Joe and Linda King, personal representatives of the estate of Loreen King, and Eugene Jaramillo, personal representative of the estate of Theodore Jaramillo, filed separate complaints for declaratory relief and motions for summary judgmеnt seeking a determination that King and Jaramillo were entitled to stack uninsured motorist bodily injury coverages as named insureds in a policy issued by Providence Washington Insurance Company. The cases were consolidated below. Dimas and Lovato subsequently intervened in the consolidated proceedings to state their separate claims against Providence. In motions for summary judgment, Dimas and Lovato claimed that under the policy they also were expressly entitled to a share of any stacked coverage. Dimas additionally claimed that she was entitled to reсover punitive damages under the policy regardless of the death of the tortfeasor.

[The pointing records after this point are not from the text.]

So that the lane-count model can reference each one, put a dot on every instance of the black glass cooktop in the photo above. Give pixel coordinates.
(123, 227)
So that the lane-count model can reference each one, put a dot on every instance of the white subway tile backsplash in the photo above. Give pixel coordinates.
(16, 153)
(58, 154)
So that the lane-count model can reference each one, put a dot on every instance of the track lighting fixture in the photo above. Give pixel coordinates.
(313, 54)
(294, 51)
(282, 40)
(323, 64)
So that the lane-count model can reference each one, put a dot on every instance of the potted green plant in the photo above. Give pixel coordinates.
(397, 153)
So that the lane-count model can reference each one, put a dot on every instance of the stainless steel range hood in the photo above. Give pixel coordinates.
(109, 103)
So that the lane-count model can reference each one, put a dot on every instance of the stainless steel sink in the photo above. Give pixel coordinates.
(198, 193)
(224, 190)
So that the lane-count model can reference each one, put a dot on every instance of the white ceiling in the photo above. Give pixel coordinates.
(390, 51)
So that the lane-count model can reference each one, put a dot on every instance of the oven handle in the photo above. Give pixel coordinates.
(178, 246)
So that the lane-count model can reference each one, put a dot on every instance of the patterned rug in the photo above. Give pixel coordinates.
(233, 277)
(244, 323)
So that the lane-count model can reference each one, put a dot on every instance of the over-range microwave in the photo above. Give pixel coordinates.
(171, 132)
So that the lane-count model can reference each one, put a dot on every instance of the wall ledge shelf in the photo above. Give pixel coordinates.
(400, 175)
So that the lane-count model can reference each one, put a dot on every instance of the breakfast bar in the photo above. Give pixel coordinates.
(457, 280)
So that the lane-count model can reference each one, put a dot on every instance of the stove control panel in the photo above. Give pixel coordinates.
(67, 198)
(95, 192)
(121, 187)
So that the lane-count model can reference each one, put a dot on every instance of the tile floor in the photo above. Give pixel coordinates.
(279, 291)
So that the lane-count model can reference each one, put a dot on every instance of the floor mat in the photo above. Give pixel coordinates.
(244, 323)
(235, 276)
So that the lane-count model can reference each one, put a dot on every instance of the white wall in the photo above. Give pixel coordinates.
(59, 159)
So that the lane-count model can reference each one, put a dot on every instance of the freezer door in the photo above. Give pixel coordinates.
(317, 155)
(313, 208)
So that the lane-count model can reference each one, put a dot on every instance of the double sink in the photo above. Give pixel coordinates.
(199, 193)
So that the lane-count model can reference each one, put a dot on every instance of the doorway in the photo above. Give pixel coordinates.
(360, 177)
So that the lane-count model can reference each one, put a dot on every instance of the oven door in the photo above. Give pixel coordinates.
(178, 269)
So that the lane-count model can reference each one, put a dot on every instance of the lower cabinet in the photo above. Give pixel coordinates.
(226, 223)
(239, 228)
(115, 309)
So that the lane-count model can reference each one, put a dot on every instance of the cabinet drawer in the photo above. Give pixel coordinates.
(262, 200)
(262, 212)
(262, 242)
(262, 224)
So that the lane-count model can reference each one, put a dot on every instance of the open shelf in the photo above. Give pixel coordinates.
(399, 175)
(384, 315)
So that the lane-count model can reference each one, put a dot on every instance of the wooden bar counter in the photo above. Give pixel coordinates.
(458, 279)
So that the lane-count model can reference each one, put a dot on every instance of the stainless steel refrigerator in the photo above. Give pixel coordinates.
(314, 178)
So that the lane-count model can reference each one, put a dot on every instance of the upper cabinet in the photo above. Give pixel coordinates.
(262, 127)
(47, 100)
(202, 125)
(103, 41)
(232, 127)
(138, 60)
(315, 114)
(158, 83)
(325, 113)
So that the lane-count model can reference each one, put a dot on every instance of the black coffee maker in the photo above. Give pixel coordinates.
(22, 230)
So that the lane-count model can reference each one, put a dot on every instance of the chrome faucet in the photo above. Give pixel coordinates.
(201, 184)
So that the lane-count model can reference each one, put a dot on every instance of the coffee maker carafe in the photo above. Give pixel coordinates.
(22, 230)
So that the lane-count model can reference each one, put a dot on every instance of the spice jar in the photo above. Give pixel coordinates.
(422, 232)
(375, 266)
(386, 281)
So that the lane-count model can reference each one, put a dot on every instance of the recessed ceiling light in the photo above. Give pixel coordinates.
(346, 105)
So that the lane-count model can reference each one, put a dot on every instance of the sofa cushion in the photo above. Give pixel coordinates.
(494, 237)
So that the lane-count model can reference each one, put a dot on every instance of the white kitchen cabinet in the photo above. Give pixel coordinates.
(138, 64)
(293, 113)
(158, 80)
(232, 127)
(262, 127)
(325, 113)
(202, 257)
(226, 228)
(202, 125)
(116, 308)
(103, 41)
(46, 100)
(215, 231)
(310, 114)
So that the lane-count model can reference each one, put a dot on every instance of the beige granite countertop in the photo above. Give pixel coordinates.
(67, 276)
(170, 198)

The trial court ruled that the Providence policy expressly promises stacking of uninsured motorist bodily injury coverages and that the policy’s definition of who is entitled to stack is ambiguous as a matter of law. 1 Believing that it was obliged by precedent, the court then construed this definitional ambiguity against Providence and in favor of King and Jaramillo, ruling that the employees were entitled to stack coverage on Capron’s fleet of 100 cars. In separate decisions, the trial court denied the motions of Dimas and Lovato for summary judgment on the stacking issue, foreclosing their claim to a pro-rata share of the stacked policy benefits, and ruled that Dimas could make a claim for punitive damages notwithstanding the fact that the uninsured motorist was killed in the accident.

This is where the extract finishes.